As I teach Audacity classes at the Conservatory in my city, students always ask me about the frequencies of the most popular instruments such as keyboard, guitar, vocals, electric bass.
Can you let me know if there is a table or some teaching material that I can take advantage of and pass on to my students?
I understand that I will have the reference by the graphic equalizer.
For example: the electric bass is between the frequencies … and … The female vocal is between the frequencies … and…
This would be of great value when we want to attenuate the frequency of some instrument or voice.
You can also find note-charts for the various vocal ranges, and you can look-up the associated frequencies.
But… All instruments have harmonics & overtones (that’s why a piano sounds different from a trumpet playing the same note).
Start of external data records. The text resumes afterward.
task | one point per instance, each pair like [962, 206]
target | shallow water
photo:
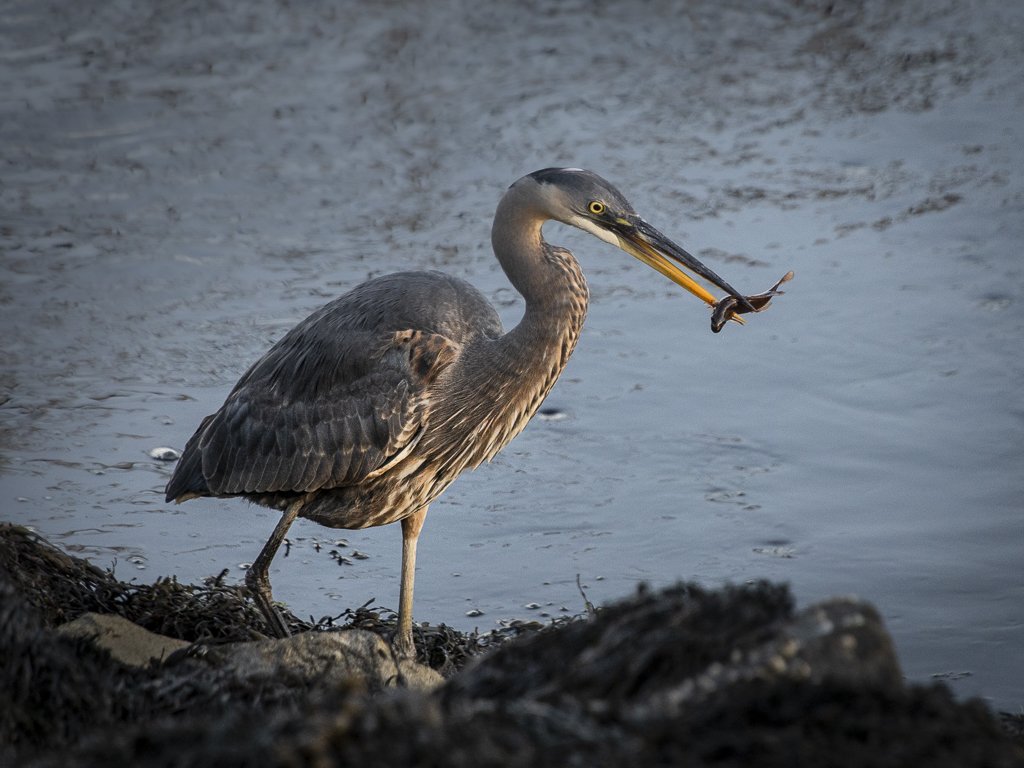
[180, 186]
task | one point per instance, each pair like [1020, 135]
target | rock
[322, 657]
[127, 642]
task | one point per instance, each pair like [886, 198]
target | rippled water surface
[181, 183]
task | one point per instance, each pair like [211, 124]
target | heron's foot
[260, 591]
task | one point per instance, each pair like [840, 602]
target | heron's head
[584, 200]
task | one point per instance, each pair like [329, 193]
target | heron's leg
[258, 576]
[410, 534]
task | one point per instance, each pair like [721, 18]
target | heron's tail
[187, 480]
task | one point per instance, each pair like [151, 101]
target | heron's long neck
[514, 373]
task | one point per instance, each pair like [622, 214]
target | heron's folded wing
[322, 414]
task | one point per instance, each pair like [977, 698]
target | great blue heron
[365, 412]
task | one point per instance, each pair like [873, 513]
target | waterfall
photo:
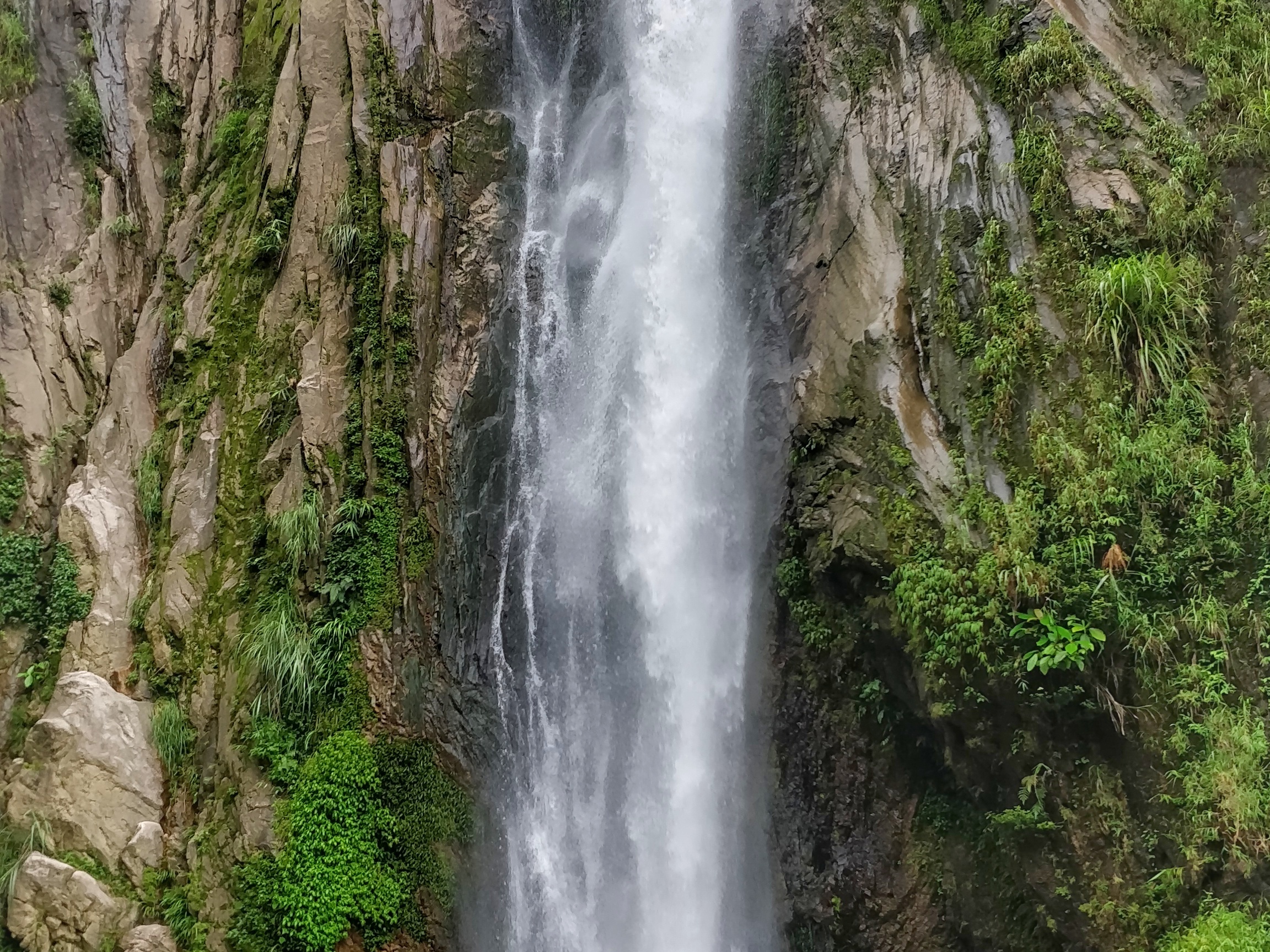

And when you consider the harmonics most instruments (and voices) cover most of the audio range so there is a lot of overlap.
…If you have a male & female singing a duet you can’t filter-out the male or female voice but you might be able to enhance or diminish one or the other to some extent.
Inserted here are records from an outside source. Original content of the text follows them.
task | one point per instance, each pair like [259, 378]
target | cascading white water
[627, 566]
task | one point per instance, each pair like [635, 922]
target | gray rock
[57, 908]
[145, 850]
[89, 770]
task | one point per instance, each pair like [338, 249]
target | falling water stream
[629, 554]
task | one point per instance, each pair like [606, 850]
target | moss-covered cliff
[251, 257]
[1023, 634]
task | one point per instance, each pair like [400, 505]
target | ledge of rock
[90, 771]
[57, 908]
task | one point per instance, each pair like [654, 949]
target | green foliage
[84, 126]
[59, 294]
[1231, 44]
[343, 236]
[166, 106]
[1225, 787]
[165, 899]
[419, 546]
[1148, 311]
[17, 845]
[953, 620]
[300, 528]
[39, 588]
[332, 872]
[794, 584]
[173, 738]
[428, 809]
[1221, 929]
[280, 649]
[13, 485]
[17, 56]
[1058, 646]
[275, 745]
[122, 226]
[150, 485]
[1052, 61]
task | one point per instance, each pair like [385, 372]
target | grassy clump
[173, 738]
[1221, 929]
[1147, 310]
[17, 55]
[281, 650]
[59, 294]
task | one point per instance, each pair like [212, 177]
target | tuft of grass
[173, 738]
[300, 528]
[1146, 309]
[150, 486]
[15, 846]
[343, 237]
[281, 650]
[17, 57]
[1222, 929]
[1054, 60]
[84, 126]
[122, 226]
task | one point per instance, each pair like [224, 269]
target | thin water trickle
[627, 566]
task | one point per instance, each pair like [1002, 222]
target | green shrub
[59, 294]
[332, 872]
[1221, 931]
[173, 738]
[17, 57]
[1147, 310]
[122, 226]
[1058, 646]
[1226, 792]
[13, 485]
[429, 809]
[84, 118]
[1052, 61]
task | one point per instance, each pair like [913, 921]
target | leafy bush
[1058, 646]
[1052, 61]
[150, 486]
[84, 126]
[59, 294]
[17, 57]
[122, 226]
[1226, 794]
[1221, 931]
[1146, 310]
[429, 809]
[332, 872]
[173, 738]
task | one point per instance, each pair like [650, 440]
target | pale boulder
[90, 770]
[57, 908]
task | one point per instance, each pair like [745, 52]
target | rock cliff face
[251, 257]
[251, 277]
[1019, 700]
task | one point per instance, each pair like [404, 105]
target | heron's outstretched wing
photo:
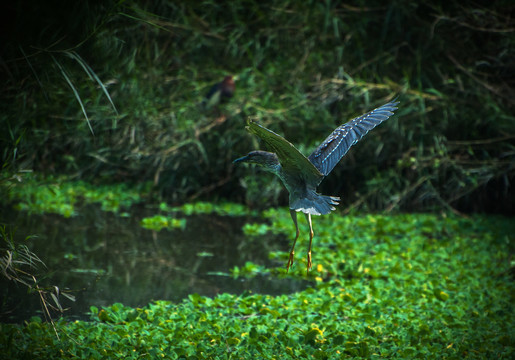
[329, 153]
[291, 159]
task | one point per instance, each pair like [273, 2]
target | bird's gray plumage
[301, 175]
[336, 145]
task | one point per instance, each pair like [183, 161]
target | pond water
[103, 258]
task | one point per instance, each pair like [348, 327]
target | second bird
[301, 175]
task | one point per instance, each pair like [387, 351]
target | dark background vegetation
[110, 91]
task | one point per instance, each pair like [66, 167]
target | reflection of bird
[219, 92]
[301, 175]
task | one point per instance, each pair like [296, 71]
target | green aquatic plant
[37, 194]
[159, 222]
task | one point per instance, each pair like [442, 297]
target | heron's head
[263, 158]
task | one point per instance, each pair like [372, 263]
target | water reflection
[106, 258]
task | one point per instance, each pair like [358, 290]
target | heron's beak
[242, 159]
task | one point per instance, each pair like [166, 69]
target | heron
[220, 92]
[301, 175]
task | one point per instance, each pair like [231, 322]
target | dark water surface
[105, 258]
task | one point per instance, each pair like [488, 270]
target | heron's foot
[309, 263]
[290, 261]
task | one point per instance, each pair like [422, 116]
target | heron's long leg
[311, 234]
[293, 214]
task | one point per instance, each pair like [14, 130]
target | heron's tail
[315, 204]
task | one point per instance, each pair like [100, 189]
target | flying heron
[301, 175]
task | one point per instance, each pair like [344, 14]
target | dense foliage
[116, 96]
[404, 286]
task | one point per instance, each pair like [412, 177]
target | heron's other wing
[329, 153]
[291, 159]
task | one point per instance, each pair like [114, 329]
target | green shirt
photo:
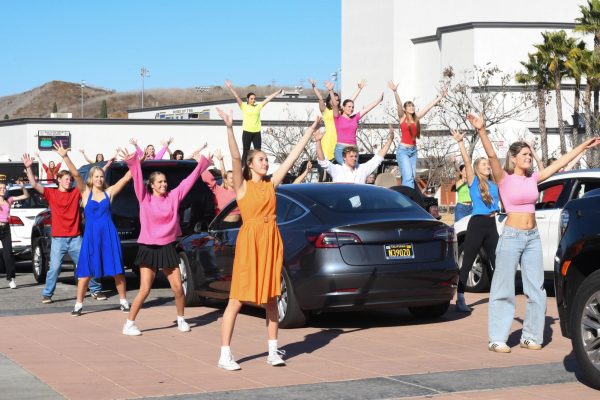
[251, 121]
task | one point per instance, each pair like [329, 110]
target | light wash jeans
[406, 157]
[58, 248]
[525, 247]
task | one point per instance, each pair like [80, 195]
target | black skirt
[157, 256]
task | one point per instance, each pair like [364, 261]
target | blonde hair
[89, 181]
[484, 186]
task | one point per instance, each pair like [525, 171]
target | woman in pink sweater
[159, 228]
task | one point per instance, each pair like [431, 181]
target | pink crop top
[519, 193]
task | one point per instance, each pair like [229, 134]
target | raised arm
[303, 175]
[479, 124]
[64, 153]
[27, 162]
[565, 159]
[371, 106]
[335, 104]
[271, 97]
[360, 87]
[285, 166]
[394, 87]
[233, 92]
[421, 113]
[459, 137]
[322, 105]
[236, 158]
[87, 159]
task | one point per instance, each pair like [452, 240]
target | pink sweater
[222, 195]
[159, 218]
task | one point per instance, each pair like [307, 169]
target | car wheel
[585, 320]
[479, 278]
[39, 264]
[290, 313]
[434, 311]
[187, 282]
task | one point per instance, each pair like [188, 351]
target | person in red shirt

This is a common misconception. Even though you’re singing one note, your voice is producing a ton of other tones at the same time. It’s those other tones that make people pay to hear you, or tell you to shut up so you don’t scare the horses.
This is one piano note. G1 which is G way over on the left. The note I’m playing is that one tall spike. Doubling the frequency (along the bottom) is where the octaves live.
The rest of those spikes are the overtones and harmonics (from Steve above). Those are what let you hear who made the piano. Real pianos have three strings per note for most of the range and you have to tune (stretch or relax) each and every one so they match for good musical performance. I still have my tuning hammer and other tools in a box in the garage.
This is the display for G1 and G2 an octave higher played at the same time.
So now we got two tall spikes near the middle and two collections of overtones and harmonics.
This is a male announcing voice submitted a while ago.
If you also analyze someone else speaking the same words, you will get a similar purple collection. Human hearing in general goes from 20Hz on the left (thunder, earthquakes) to 20000Hz (sizzling sounds only the dog can hear) on the right. Most voices contain a lot of the same tones in different proportions.
Your head and ears can tell what’s going on, but trying to get a computer to deal with that is just now becoming available through artificial intelligence.